NEWSWIRE - November 9, 1998


Topic: Price/Earnings Ratio, Common Stock Valuation

Source: "Resilient Stock Market Sparks Debate on P/Es," by Greg Ip, Wall Street Journal, Monday, November 9, 1998, page C1. "Who Can You Trust?" by Sarah Bartlett, Business Week cover story, October 5, 1998.

Synopsis of Article: The Wall Street Journal article provides a good discussion of some of the difficulties of using Price/Earnings ratios to measure stock market values. With the Dow closing on Friday, November 6, 1998 at 8975.46 (at 4 percent below its record high on July 17th) there is increased focused on P/E ratios and market valuation. Current P/E ratios range from 29 to 22 times earnings, depending on how earnings are measured. The article distinguishes between trailing versus future earnings, and discusses how analyst's optimism may bias forecasts of future earnings. The article also discusses reported earnings versus operating earnings, and presents arguments for and against using either of these measures.
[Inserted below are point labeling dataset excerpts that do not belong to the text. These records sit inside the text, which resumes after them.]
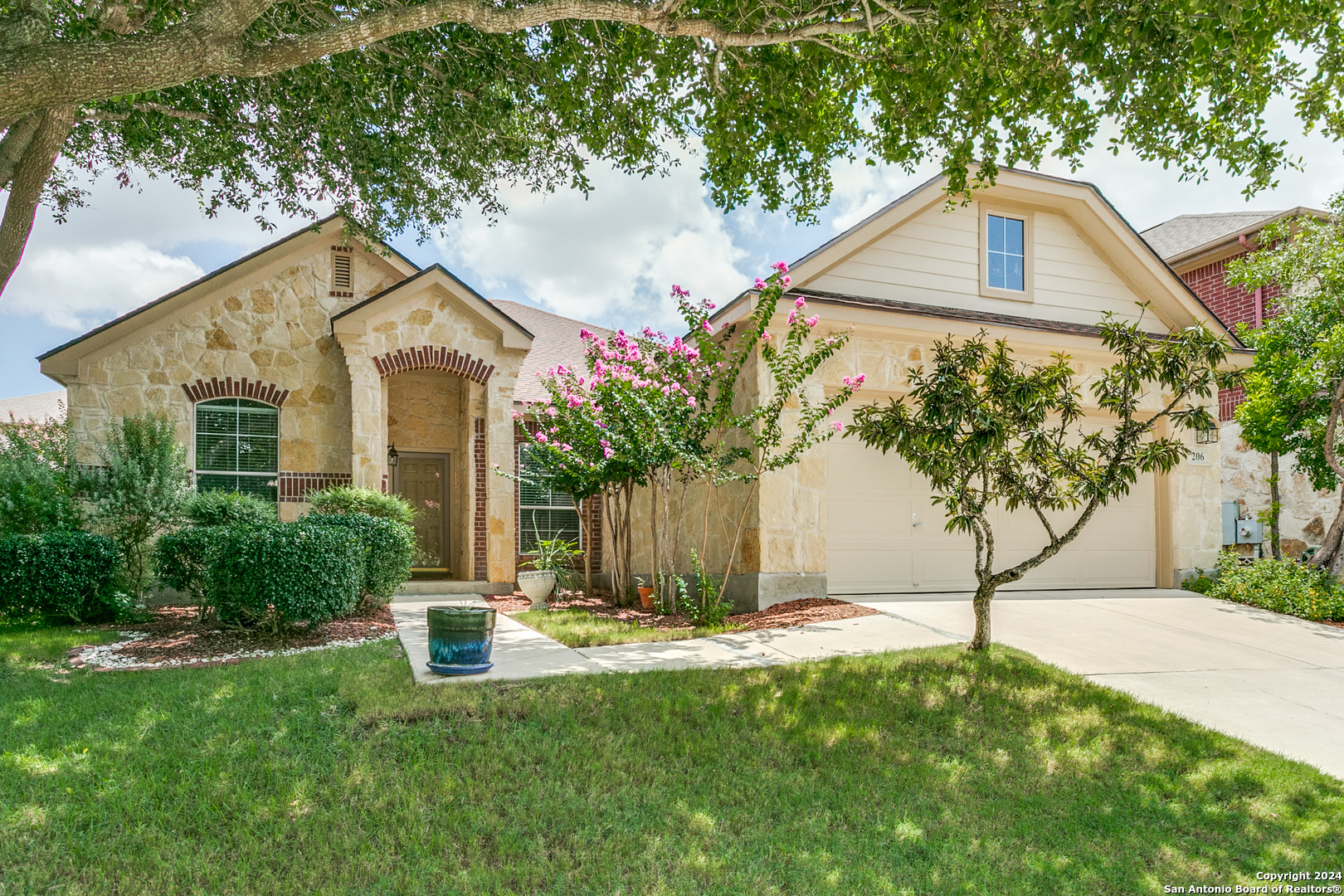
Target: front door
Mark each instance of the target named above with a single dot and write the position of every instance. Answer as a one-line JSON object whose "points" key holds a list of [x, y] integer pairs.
{"points": [[422, 480]]}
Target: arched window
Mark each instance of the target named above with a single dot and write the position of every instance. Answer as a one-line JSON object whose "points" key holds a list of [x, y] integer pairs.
{"points": [[238, 448]]}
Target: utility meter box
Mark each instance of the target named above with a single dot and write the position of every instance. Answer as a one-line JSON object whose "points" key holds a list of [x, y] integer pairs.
{"points": [[1250, 533], [1231, 509]]}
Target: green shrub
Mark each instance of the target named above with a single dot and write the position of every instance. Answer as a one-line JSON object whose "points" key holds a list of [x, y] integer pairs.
{"points": [[387, 546], [283, 572], [348, 499], [38, 479], [1283, 586], [139, 489], [61, 575], [183, 561], [227, 508]]}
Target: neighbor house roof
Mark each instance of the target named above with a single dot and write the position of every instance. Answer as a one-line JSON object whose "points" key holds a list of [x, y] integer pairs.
{"points": [[555, 340], [1188, 236], [34, 407]]}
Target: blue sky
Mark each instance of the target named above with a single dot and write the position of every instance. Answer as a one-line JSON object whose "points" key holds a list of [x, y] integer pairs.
{"points": [[608, 260]]}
The Business Week article presents further discussion of the recent trend toward more aggressive accounting practices by many companies to manage their earnings, and the increasing acceptance of these practices by accountants and analysts. Given the recent quote from SEC Chairman Arthur Levitt, "I fear that we are witnessing an erosion in the quality of earnings, and therefore, the quality of financial reporting," the articles offer a good vehicle for discussing problems with accounting earnings and their relevance to common stock valuation.

Questions:

1. How do earnings impact common stock value?

2. Which is more relevant to common stock value, trailing earnings or future earnings?

3. Which are more relevant to common stock value, reported earnings or operating earnings?